On voit mieux la cause de la Guerre de Libye, désormais. Nico voulait se tailler la part du lion.

Depuis 2.000 ans, des baisses de populations de 50 % sont courantes, les plus grandes crises ont atteint 90 %, voir 98 %.

Le plus grave à signaler a été l’adaptation de la population (ou plutôt la désadaptation) à une facilité de ravitaillement inouïe et son acculturation alimentaire ; de ceux qui sont devenus des rats urbains.

La fin de l’Union soviétique a été, comme je l’ai dit, la fin d’une économie ayant atteint son pic pétrolier.

Ça n’a rien à voir avec une quelconque infériorité d’un modèle.
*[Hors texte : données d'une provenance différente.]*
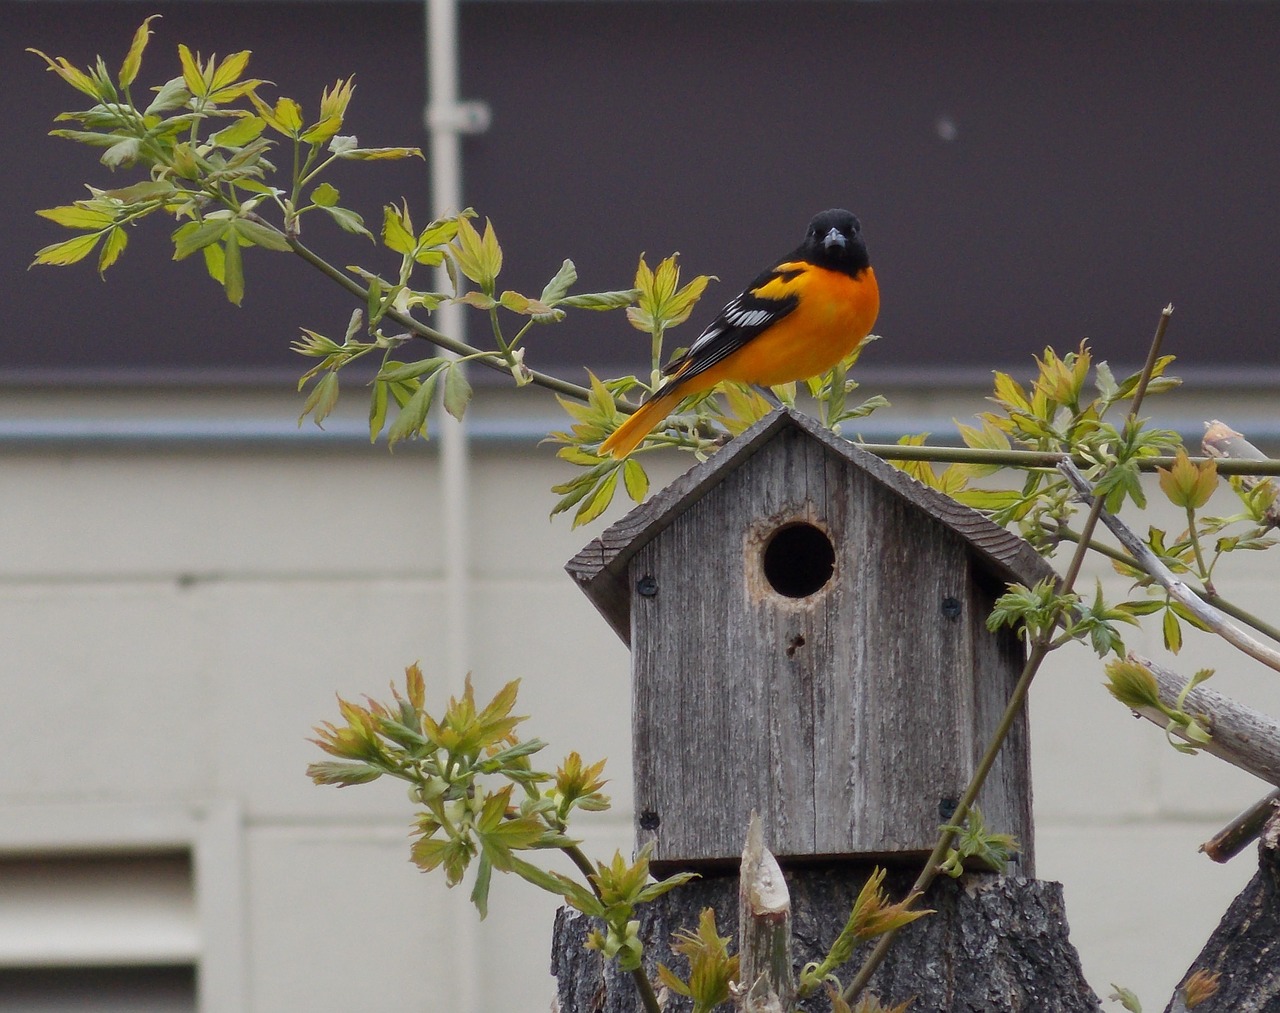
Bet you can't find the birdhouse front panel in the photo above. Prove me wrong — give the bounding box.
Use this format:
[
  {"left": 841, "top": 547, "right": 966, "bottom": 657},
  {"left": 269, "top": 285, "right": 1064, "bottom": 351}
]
[{"left": 626, "top": 423, "right": 1033, "bottom": 867}]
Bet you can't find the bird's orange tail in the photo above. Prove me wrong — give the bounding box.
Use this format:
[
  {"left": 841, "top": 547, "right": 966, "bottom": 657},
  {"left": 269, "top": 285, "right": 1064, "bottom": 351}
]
[{"left": 599, "top": 386, "right": 687, "bottom": 459}]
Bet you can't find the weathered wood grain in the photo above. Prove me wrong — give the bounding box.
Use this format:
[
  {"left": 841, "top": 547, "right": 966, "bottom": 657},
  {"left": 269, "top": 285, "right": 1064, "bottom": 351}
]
[
  {"left": 567, "top": 408, "right": 1056, "bottom": 647},
  {"left": 626, "top": 421, "right": 1034, "bottom": 864}
]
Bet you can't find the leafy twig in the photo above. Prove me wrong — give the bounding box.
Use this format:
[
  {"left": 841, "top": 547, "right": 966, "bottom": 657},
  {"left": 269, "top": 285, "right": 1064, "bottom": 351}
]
[{"left": 1060, "top": 461, "right": 1280, "bottom": 674}]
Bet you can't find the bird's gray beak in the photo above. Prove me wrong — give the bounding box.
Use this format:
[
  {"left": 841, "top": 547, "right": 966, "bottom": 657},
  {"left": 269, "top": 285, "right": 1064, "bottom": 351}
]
[{"left": 822, "top": 227, "right": 847, "bottom": 251}]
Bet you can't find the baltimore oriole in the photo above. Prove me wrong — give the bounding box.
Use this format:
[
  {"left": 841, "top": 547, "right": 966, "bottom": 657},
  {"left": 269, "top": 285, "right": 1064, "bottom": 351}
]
[{"left": 600, "top": 209, "right": 880, "bottom": 459}]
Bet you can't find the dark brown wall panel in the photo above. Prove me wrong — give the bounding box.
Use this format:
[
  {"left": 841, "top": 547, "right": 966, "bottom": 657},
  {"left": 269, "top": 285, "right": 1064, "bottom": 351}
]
[{"left": 5, "top": 2, "right": 1278, "bottom": 382}]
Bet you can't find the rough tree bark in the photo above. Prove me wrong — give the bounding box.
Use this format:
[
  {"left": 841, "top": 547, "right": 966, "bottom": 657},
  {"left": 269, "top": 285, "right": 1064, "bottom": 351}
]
[
  {"left": 1163, "top": 823, "right": 1280, "bottom": 1013},
  {"left": 552, "top": 864, "right": 1101, "bottom": 1012}
]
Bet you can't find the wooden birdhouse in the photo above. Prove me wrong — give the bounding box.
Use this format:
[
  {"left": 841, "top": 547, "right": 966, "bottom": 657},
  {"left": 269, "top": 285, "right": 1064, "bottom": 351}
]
[{"left": 567, "top": 408, "right": 1055, "bottom": 871}]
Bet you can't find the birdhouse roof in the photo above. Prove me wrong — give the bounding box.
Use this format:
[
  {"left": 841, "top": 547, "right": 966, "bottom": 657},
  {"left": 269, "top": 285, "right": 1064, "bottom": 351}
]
[{"left": 566, "top": 407, "right": 1057, "bottom": 644}]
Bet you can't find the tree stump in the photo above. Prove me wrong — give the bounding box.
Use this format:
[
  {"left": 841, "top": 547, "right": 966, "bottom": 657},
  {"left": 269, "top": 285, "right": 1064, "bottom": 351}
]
[
  {"left": 552, "top": 864, "right": 1101, "bottom": 1012},
  {"left": 1163, "top": 829, "right": 1280, "bottom": 1013}
]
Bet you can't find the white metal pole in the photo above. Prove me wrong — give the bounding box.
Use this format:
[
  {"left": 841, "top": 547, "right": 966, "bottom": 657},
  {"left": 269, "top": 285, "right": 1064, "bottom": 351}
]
[
  {"left": 427, "top": 0, "right": 470, "bottom": 688},
  {"left": 425, "top": 3, "right": 489, "bottom": 1010}
]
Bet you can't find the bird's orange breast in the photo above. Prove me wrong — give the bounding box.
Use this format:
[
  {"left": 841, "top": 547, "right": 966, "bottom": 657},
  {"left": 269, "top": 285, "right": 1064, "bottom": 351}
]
[{"left": 692, "top": 265, "right": 879, "bottom": 390}]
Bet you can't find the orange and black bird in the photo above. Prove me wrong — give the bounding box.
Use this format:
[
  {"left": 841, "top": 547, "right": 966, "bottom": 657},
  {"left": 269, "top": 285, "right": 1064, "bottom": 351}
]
[{"left": 600, "top": 209, "right": 880, "bottom": 459}]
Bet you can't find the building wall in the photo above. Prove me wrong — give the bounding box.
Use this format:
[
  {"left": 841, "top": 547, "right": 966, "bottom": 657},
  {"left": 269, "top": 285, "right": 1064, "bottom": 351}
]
[{"left": 2, "top": 383, "right": 1277, "bottom": 1010}]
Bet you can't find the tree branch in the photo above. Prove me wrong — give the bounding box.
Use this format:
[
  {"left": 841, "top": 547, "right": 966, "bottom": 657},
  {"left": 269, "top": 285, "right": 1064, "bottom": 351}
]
[
  {"left": 1201, "top": 791, "right": 1280, "bottom": 863},
  {"left": 859, "top": 443, "right": 1280, "bottom": 476},
  {"left": 1060, "top": 462, "right": 1280, "bottom": 674},
  {"left": 1047, "top": 522, "right": 1280, "bottom": 646},
  {"left": 1127, "top": 654, "right": 1280, "bottom": 787},
  {"left": 1202, "top": 420, "right": 1280, "bottom": 527},
  {"left": 285, "top": 236, "right": 608, "bottom": 405},
  {"left": 737, "top": 814, "right": 793, "bottom": 1012}
]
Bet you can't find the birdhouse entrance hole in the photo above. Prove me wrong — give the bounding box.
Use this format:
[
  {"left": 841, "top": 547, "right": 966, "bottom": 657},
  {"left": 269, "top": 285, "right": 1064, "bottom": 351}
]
[{"left": 762, "top": 522, "right": 835, "bottom": 598}]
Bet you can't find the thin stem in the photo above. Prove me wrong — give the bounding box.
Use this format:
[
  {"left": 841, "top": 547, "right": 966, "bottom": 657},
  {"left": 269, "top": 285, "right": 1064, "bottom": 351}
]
[
  {"left": 1202, "top": 590, "right": 1280, "bottom": 645},
  {"left": 561, "top": 843, "right": 597, "bottom": 886},
  {"left": 559, "top": 843, "right": 662, "bottom": 1013},
  {"left": 1186, "top": 506, "right": 1213, "bottom": 591},
  {"left": 1048, "top": 522, "right": 1280, "bottom": 646},
  {"left": 276, "top": 238, "right": 1280, "bottom": 486},
  {"left": 284, "top": 236, "right": 604, "bottom": 404},
  {"left": 298, "top": 149, "right": 342, "bottom": 190},
  {"left": 1129, "top": 304, "right": 1174, "bottom": 417},
  {"left": 213, "top": 226, "right": 1280, "bottom": 481},
  {"left": 632, "top": 966, "right": 662, "bottom": 1013},
  {"left": 856, "top": 443, "right": 1280, "bottom": 476},
  {"left": 1062, "top": 462, "right": 1280, "bottom": 675}
]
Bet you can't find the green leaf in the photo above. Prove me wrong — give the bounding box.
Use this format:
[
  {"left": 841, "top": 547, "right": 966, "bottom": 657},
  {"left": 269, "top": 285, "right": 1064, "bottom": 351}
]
[
  {"left": 443, "top": 363, "right": 472, "bottom": 421},
  {"left": 368, "top": 380, "right": 389, "bottom": 442},
  {"left": 1117, "top": 598, "right": 1165, "bottom": 618},
  {"left": 306, "top": 760, "right": 384, "bottom": 786},
  {"left": 376, "top": 358, "right": 446, "bottom": 383},
  {"left": 574, "top": 468, "right": 620, "bottom": 527},
  {"left": 145, "top": 76, "right": 191, "bottom": 116},
  {"left": 1109, "top": 984, "right": 1143, "bottom": 1012},
  {"left": 499, "top": 290, "right": 554, "bottom": 316},
  {"left": 382, "top": 205, "right": 416, "bottom": 255},
  {"left": 31, "top": 231, "right": 102, "bottom": 267},
  {"left": 470, "top": 852, "right": 493, "bottom": 919},
  {"left": 540, "top": 259, "right": 578, "bottom": 304},
  {"left": 387, "top": 373, "right": 439, "bottom": 448},
  {"left": 37, "top": 204, "right": 115, "bottom": 230},
  {"left": 208, "top": 50, "right": 252, "bottom": 95},
  {"left": 172, "top": 218, "right": 230, "bottom": 260},
  {"left": 952, "top": 488, "right": 1023, "bottom": 512},
  {"left": 28, "top": 49, "right": 101, "bottom": 100},
  {"left": 457, "top": 291, "right": 497, "bottom": 310},
  {"left": 336, "top": 145, "right": 424, "bottom": 161},
  {"left": 98, "top": 227, "right": 128, "bottom": 275},
  {"left": 549, "top": 473, "right": 600, "bottom": 519},
  {"left": 416, "top": 216, "right": 460, "bottom": 249},
  {"left": 221, "top": 233, "right": 245, "bottom": 304},
  {"left": 273, "top": 96, "right": 303, "bottom": 134},
  {"left": 299, "top": 371, "right": 340, "bottom": 428},
  {"left": 505, "top": 854, "right": 603, "bottom": 915},
  {"left": 622, "top": 458, "right": 649, "bottom": 503},
  {"left": 210, "top": 114, "right": 266, "bottom": 148},
  {"left": 319, "top": 204, "right": 370, "bottom": 238},
  {"left": 558, "top": 289, "right": 640, "bottom": 311},
  {"left": 310, "top": 182, "right": 340, "bottom": 207},
  {"left": 201, "top": 241, "right": 225, "bottom": 284},
  {"left": 1163, "top": 608, "right": 1183, "bottom": 654},
  {"left": 231, "top": 218, "right": 292, "bottom": 252},
  {"left": 102, "top": 136, "right": 142, "bottom": 168},
  {"left": 1095, "top": 361, "right": 1119, "bottom": 402}
]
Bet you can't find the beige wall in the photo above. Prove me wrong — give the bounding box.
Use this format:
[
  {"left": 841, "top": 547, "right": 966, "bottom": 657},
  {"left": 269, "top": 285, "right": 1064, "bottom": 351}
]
[{"left": 1, "top": 384, "right": 1276, "bottom": 1010}]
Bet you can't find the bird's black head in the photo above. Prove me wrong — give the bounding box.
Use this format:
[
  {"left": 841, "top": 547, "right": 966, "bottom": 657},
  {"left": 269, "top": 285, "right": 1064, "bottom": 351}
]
[{"left": 800, "top": 208, "right": 869, "bottom": 275}]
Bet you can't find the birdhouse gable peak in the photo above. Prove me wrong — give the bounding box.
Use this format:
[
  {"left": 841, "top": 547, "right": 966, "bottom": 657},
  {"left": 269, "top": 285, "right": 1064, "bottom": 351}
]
[{"left": 566, "top": 407, "right": 1054, "bottom": 644}]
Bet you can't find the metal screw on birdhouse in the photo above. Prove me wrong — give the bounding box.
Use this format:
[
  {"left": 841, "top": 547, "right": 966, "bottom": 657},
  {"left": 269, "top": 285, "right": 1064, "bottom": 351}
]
[
  {"left": 639, "top": 810, "right": 660, "bottom": 830},
  {"left": 636, "top": 575, "right": 658, "bottom": 597},
  {"left": 941, "top": 596, "right": 962, "bottom": 620},
  {"left": 939, "top": 797, "right": 959, "bottom": 821}
]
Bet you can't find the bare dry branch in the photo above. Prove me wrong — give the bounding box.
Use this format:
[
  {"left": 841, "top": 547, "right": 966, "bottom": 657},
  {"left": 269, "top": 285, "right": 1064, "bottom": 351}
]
[{"left": 1129, "top": 654, "right": 1280, "bottom": 787}]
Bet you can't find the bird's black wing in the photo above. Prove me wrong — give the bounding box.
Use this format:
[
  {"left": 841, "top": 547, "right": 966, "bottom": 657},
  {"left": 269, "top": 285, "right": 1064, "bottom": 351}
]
[{"left": 662, "top": 264, "right": 803, "bottom": 382}]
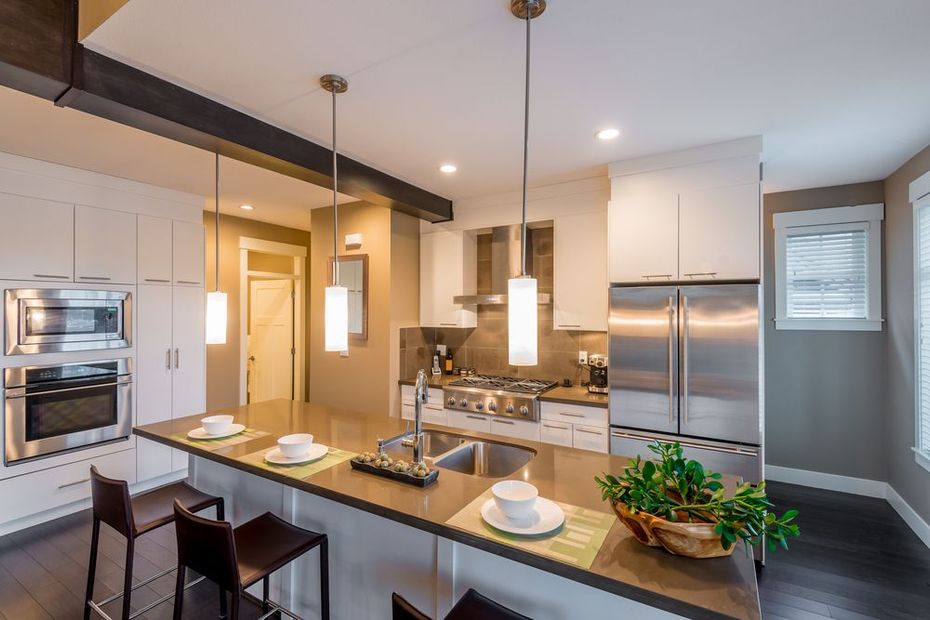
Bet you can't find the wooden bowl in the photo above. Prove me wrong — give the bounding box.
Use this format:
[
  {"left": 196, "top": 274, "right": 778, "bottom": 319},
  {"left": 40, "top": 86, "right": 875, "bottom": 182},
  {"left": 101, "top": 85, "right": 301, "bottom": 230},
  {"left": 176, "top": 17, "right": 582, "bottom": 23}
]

En purgeant le système de ses aberrations militaires et de ses gaspillages, la situation a été stabilisée, au prix de millions de morts.

Mais ce qui caractérise la crise actuelle, c’est que c’est le coeur de système qui est atteint, et donc la planète entière qui va tanguer.

La fin d’une société risque de signifier aussi une fin encore plus rapide, s’il n’y a plus d’investissements. Les gisements en déshérence, les capacités en fin ne seront plus compensées, même mal, par d’autres capacités. La fin sera plus abrupte. On voit d’ailleurs dans les projections de populations, une baisse en 2100, au niveau de 1950, soit 2,5 milliards, impossible à atteindre avec simplement un effondrement rapide de la natalité à un indice de fécondité de 1.

On ne meurt pas de faim sans combattre, et les combats pour la faim sont sans pitié et à mort. J’ai dit que la renaissance des sols prendrait 2 siècles. Pas tellement pour absorber la fin d’une économie pétrolière, mais pour recréer une société rurale équilibrée.

Mais, même 4 ans, c’est encore trop. On ne vit pas 4 ans sans bouffer. L’avenir d’ailleurs ne sera même pas à Mad Max. Il faudrait des stocks, au moins de munitions, pour ça. Et l’économie actuelle a en horreur le stock.

Le zéro stock était déjà une stupidité sans nom, une japoniaiserie. Ce sera bientôt un crime, et les famines actuelles, c’est surtout l’impossibilité, depuis la grande famine de 2008, de reconstituer les stocks…

Oui, la falaise de Sénèque risque d’être très abrupte, d’abord à cause des politiques, mais aussi à cause de la suradaptation des populations, et de leur myopie.